C’est à une sorte de sauts d’obstacles que se livrent à longueur de journées les agents de plusieurs services de l’Etat. De porte à porte, ils visitent les opérateurs économiques et tentent de recouvrer les taxes et redevances dues au Trésor public. Si certains sont munis des ordres de mission signés par leurs chefs hiérarchiques, d’autres n’exhibent que des photocopies des bulletins de service aux contours flous. Objet de la mission : percevoir les taxes et les redevances dues à l’Etat. Ils ne détiennent même pas une copie de la loi qui autorise la perception de ces taxes et ces redevances. Dans leurs fardes ou mallettes, pas de traces de la nomenclature des taxes et des redevances, ni des mesures d’application de la loi qui prévoit les pénalités.

            L’autre jour, des agents de l’Etat font irruption dans une entreprise privée. Après une légère présentation, les regards menaçants, le ton dur, le verbe hautain, ils tiennent à s’imposer et à imposer la rigueur de la loi. Devant ces «robots», on ne badine, ni on ne tergiverse. Ici, on s’exécute sans exiger la moindre explication.

            Ils sont venus recouvrer les redevances du Fonds de promotion culturelle ( FPC) , mais pas pour autre chose, à moins que l’initiative de négocier vienne de vous-même. Très serein, l’opérateur économique leur fait remarquer que ces redevances avaient déjà été payées au niveau de l’Hôtel de ville. Bien qu’il exhibe les documents justificatifs de paiement, les agents de l’Etat qui proviennent du Secrétariat général s’énervent. Comment l’Hôtel de ville peut se permettre de percevoir des redevances dévolues à l’exécutif central ? s’interroge un agent grincheux. Et son collègue de répondre avec malice, que ce qu’on a payé à la Division urbaine de la Culture et Arts, est une obligation, et ce qu’on va verser au Secrétariat général, c’est un droit. C’est pour lui, toute la différence. Et que dire de la même dénomination pour cette redevance ? En quoi est-elle différente ? Est-ce donc par rapport au service qui la perçoit ?

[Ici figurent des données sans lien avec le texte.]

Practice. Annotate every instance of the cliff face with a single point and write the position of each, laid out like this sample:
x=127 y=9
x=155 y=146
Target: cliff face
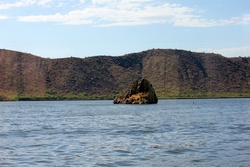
x=172 y=72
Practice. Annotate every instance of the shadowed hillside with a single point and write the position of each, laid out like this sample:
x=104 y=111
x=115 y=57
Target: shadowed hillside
x=173 y=73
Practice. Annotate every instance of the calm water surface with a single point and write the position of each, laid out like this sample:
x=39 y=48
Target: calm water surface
x=200 y=132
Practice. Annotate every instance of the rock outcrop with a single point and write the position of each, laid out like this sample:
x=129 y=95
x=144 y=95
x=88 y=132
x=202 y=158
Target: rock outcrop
x=139 y=92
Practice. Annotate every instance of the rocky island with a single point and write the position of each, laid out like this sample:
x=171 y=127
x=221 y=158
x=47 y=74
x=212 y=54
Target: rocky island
x=140 y=91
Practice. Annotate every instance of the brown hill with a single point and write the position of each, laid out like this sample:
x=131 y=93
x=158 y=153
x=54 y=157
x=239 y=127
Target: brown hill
x=173 y=73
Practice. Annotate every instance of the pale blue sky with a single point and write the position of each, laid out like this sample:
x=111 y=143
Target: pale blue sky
x=82 y=28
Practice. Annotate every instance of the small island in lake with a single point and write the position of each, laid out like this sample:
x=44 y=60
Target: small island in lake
x=139 y=92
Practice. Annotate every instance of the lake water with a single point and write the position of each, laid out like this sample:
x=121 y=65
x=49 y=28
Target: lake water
x=197 y=132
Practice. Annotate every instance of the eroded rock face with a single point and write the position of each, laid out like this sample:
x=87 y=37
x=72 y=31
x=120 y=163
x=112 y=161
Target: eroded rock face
x=139 y=92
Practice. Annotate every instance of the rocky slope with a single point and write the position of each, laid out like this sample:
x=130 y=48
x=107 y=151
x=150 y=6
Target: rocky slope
x=173 y=73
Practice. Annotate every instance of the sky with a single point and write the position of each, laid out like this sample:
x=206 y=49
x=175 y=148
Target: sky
x=83 y=28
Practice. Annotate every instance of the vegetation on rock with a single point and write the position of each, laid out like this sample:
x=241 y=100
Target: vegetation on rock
x=174 y=74
x=139 y=92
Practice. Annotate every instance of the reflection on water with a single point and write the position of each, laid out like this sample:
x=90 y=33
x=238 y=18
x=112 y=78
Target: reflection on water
x=197 y=132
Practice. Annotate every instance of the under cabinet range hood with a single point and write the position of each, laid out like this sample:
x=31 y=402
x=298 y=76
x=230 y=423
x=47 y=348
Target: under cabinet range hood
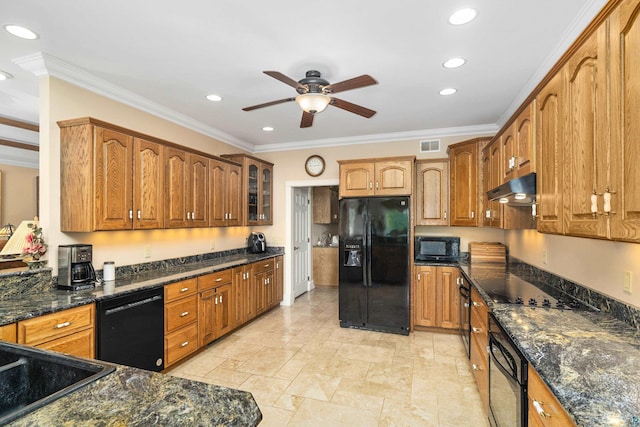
x=517 y=192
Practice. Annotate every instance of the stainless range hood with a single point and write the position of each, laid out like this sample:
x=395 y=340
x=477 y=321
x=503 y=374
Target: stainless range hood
x=517 y=192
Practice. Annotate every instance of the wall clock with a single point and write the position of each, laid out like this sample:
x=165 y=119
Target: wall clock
x=314 y=165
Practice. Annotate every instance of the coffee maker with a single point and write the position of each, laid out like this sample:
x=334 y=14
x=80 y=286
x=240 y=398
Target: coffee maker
x=75 y=270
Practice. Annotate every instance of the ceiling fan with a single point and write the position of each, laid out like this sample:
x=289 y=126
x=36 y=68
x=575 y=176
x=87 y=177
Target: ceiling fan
x=314 y=95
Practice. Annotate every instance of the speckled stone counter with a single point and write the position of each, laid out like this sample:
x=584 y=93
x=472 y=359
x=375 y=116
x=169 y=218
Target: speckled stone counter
x=590 y=360
x=135 y=397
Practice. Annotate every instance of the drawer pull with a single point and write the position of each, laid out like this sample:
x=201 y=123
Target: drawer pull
x=62 y=325
x=540 y=409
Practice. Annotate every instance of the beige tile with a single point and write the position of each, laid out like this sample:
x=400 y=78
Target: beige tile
x=313 y=386
x=315 y=413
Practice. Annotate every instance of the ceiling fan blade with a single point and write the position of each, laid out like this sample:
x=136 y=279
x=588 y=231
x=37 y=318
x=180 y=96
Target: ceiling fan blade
x=307 y=120
x=284 y=79
x=352 y=108
x=268 y=104
x=354 y=83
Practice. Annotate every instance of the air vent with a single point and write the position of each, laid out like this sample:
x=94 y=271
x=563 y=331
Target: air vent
x=431 y=146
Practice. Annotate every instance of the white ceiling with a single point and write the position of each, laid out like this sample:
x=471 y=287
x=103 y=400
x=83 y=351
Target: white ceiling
x=166 y=56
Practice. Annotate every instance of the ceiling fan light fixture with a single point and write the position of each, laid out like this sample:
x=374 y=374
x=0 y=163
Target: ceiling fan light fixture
x=313 y=102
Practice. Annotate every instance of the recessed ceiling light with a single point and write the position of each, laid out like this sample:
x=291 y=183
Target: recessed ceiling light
x=462 y=16
x=21 y=32
x=454 y=63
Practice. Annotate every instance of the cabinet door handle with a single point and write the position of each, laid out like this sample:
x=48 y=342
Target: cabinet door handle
x=540 y=409
x=62 y=325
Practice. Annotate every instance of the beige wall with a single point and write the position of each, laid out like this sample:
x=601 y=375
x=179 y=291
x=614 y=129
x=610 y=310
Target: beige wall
x=18 y=194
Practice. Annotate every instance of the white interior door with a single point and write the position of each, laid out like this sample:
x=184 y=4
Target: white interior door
x=301 y=241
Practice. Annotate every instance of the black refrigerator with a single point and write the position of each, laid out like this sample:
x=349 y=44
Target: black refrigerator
x=374 y=264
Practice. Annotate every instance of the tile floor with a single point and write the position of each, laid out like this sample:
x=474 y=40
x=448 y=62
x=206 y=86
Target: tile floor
x=304 y=370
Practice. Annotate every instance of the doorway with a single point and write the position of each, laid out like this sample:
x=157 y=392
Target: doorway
x=294 y=266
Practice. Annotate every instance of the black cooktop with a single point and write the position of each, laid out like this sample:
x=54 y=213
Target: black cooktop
x=511 y=289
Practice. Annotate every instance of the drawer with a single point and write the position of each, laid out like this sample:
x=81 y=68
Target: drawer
x=212 y=280
x=180 y=289
x=180 y=344
x=262 y=266
x=79 y=344
x=179 y=313
x=9 y=333
x=547 y=411
x=55 y=325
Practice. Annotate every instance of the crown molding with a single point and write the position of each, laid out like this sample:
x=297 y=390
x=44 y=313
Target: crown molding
x=487 y=129
x=42 y=64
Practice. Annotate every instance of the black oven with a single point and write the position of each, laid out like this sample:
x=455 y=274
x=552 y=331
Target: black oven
x=437 y=248
x=507 y=379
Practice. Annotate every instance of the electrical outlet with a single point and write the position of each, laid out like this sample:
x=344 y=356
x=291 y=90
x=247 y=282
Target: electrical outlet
x=627 y=282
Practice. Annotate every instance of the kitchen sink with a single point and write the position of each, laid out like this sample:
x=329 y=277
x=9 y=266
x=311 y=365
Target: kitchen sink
x=31 y=378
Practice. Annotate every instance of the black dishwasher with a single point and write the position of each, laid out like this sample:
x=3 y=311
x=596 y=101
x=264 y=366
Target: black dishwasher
x=131 y=329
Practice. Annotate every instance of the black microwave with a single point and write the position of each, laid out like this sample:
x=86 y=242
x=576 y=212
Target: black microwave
x=437 y=248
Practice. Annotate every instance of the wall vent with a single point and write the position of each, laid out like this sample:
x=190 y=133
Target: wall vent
x=430 y=146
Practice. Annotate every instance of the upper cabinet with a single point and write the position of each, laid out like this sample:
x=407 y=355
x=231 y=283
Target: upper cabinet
x=391 y=176
x=257 y=192
x=549 y=145
x=186 y=195
x=465 y=182
x=123 y=192
x=225 y=188
x=432 y=192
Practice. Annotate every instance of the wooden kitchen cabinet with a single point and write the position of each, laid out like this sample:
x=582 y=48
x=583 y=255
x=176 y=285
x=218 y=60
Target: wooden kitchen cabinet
x=437 y=297
x=325 y=205
x=587 y=141
x=9 y=333
x=180 y=320
x=432 y=192
x=257 y=189
x=225 y=187
x=110 y=180
x=390 y=176
x=550 y=142
x=215 y=306
x=478 y=345
x=517 y=147
x=186 y=193
x=544 y=408
x=325 y=266
x=465 y=182
x=69 y=331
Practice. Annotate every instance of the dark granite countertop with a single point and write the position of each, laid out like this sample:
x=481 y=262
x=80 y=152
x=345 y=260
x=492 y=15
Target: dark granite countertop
x=589 y=359
x=19 y=307
x=135 y=397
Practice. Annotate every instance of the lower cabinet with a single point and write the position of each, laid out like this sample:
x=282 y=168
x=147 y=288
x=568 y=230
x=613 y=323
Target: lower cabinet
x=180 y=320
x=544 y=408
x=69 y=331
x=215 y=306
x=436 y=297
x=478 y=345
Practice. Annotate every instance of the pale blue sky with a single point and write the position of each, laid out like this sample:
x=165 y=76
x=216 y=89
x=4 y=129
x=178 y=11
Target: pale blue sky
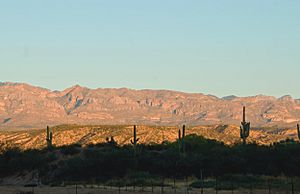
x=220 y=47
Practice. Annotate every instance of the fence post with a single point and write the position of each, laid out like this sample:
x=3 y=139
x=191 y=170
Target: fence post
x=232 y=187
x=269 y=186
x=187 y=184
x=152 y=189
x=174 y=185
x=162 y=185
x=216 y=185
x=292 y=185
x=201 y=177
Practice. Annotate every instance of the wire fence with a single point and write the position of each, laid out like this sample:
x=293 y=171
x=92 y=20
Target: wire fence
x=180 y=188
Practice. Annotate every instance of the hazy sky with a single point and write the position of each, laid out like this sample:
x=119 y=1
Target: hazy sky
x=220 y=47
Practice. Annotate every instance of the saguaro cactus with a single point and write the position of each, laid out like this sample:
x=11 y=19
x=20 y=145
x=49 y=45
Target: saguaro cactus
x=135 y=140
x=245 y=127
x=181 y=140
x=49 y=138
x=298 y=130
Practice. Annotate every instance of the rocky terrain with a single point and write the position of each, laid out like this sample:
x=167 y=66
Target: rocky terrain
x=23 y=106
x=86 y=135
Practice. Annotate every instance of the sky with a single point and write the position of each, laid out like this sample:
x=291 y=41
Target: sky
x=220 y=47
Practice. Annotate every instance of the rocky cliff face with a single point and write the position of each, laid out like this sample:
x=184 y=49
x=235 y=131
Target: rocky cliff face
x=25 y=106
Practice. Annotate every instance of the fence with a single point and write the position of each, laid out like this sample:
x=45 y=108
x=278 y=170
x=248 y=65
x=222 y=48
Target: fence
x=289 y=187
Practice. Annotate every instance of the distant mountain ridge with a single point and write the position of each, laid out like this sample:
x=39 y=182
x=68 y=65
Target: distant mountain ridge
x=26 y=106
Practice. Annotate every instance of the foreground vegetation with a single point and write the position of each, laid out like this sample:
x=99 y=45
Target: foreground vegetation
x=149 y=164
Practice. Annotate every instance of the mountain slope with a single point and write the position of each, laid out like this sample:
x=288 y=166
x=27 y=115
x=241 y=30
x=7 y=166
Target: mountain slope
x=25 y=106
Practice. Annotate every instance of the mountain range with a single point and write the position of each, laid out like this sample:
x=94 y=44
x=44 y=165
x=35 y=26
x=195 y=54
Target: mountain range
x=24 y=106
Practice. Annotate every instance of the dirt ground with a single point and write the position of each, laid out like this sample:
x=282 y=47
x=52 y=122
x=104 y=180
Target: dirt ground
x=129 y=190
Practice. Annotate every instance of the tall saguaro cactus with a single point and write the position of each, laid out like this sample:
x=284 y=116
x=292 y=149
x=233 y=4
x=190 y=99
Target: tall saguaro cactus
x=49 y=138
x=181 y=140
x=135 y=140
x=298 y=130
x=245 y=127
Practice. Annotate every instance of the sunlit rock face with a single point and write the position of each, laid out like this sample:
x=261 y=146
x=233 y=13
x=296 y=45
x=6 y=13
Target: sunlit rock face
x=25 y=106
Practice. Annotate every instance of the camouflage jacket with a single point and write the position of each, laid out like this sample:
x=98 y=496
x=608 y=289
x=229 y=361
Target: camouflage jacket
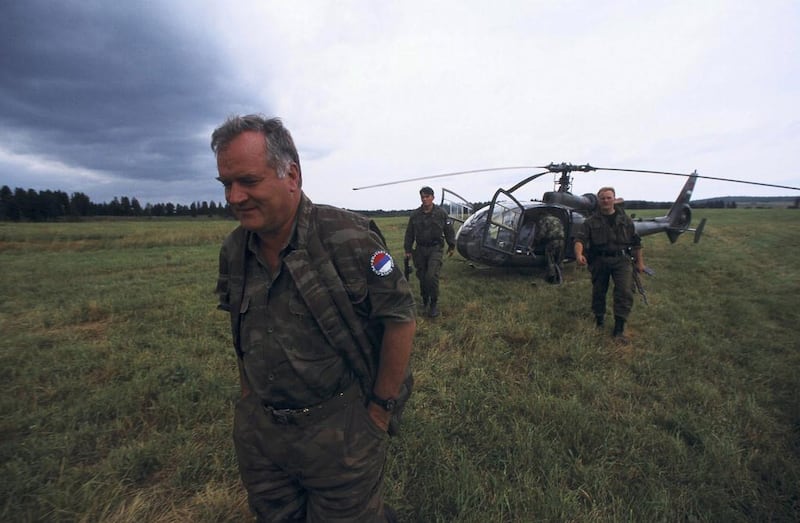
x=337 y=264
x=601 y=233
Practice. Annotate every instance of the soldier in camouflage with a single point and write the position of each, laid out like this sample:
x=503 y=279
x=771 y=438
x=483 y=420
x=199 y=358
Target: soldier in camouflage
x=311 y=444
x=550 y=234
x=608 y=235
x=429 y=227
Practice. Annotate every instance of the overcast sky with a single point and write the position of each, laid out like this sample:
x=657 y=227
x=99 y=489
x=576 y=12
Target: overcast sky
x=119 y=98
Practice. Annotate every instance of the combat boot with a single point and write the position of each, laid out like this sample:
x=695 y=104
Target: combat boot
x=434 y=310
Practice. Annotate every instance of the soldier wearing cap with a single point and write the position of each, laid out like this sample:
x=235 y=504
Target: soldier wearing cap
x=429 y=227
x=609 y=238
x=550 y=234
x=322 y=324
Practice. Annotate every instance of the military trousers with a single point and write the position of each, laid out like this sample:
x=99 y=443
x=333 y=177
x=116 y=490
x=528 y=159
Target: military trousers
x=428 y=264
x=554 y=254
x=325 y=468
x=620 y=270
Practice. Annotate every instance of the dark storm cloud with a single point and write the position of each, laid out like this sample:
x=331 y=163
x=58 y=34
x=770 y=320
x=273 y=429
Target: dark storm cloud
x=107 y=86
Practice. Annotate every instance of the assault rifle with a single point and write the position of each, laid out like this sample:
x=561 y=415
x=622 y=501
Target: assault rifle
x=637 y=282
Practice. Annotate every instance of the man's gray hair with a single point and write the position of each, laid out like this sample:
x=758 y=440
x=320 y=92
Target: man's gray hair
x=280 y=148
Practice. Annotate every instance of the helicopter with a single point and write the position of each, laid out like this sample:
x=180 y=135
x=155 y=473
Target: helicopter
x=502 y=233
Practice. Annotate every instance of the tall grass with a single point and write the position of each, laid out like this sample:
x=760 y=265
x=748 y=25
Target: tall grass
x=119 y=378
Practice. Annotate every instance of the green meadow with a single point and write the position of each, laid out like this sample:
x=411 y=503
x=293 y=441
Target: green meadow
x=118 y=383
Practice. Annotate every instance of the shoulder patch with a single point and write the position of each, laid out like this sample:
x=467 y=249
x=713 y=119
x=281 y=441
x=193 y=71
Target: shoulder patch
x=381 y=263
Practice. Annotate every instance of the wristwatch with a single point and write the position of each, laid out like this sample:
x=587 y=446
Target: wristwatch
x=386 y=404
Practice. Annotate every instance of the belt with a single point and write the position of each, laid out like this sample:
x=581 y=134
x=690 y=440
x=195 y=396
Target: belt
x=315 y=412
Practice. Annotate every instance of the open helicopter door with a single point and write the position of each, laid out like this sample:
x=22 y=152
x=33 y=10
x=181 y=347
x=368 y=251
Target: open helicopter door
x=504 y=220
x=458 y=209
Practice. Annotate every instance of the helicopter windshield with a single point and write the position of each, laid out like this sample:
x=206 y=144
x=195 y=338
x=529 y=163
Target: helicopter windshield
x=504 y=219
x=457 y=208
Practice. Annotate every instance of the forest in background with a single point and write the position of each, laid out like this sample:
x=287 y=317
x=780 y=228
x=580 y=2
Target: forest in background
x=55 y=205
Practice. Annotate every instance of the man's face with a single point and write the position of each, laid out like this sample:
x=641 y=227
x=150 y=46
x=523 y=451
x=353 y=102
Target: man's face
x=427 y=201
x=262 y=202
x=606 y=202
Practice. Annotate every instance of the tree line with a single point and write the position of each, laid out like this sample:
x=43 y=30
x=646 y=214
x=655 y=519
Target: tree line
x=31 y=205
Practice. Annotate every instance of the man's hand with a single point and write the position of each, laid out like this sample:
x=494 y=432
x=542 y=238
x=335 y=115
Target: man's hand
x=379 y=415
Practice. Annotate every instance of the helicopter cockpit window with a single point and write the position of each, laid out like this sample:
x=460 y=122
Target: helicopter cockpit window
x=457 y=208
x=503 y=222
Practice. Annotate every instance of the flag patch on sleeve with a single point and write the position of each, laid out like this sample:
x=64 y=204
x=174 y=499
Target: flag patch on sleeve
x=381 y=263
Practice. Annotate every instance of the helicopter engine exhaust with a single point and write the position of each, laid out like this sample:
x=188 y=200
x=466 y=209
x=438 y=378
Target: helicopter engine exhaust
x=587 y=202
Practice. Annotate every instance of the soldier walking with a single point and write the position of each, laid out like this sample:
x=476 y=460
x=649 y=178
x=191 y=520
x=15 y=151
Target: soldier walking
x=429 y=227
x=609 y=236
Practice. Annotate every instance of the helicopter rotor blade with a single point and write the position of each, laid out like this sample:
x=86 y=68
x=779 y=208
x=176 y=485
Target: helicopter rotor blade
x=474 y=171
x=699 y=176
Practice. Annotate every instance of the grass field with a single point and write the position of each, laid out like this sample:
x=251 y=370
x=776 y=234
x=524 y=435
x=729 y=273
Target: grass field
x=119 y=377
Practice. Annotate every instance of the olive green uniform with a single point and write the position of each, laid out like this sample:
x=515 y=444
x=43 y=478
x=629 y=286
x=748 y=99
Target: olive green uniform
x=306 y=446
x=430 y=231
x=609 y=240
x=550 y=233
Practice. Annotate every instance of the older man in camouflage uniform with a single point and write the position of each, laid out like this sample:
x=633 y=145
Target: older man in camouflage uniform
x=430 y=227
x=310 y=290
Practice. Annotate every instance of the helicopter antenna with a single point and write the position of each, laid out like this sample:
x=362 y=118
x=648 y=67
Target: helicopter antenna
x=695 y=174
x=474 y=171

Cette double taxation qui repose sur les taxes aux dénominations redondantes, est à la base de nombreuses tracasseries administratives et policières enregistrées chaque jour par les petites et moyennes entreprises et des opérateurs économiques de petite taille.

Pour avoir plus d’explication, l’opérateur économique visité a demandé des éclaircissements sur ce phénomène de double taxation. Il ne verra ni une copie de la loi, ni les mesures d’exécution, ni la nomenclature des taxes et redevances dues aux services de l’Etat. On l’a laissé dans une confusion qui ne lui permettrait pas de réaliser le bien-fondé de certaines taxes et des redevances, ainsi que la contrepartie des avantages qu’il peut tirer en étant en ordre avec les services de l’Etat.

Dans une autre entreprise privée de la place, les agents ont exhibé l’ordre de mission où sont donnés les montants des taxes à payer. Et au lieu de proposer à l’opérateur économique, une note de perception pour aller effectuer le paiement aux guichets de la banque désignée, il lui sera proposé un «  règlement à l’amiable » moyennant le paiement de la moitié de la redevance. Face à ce genre de proposition, on sent que les fonds perçus quelle que soit leur hauteur, ne finiront pas dans les caisses de l’Etat, mais dans les poches des agents percepteurs. Une fois de plus, l’ancien système et les mauvaises habitudes ont la peau dure. Et les agents véreux refusent fondamentalement de prendre à temps, le train du changement, préférant tournoyer à la gare.

Le changement instauré par Matata Ponyo aura certainement du mal à s’imposer si certains agents profitent de la double taxation pour inoculer la confusion dans les esprits des opérateurs économiques.

                                   J.R.T.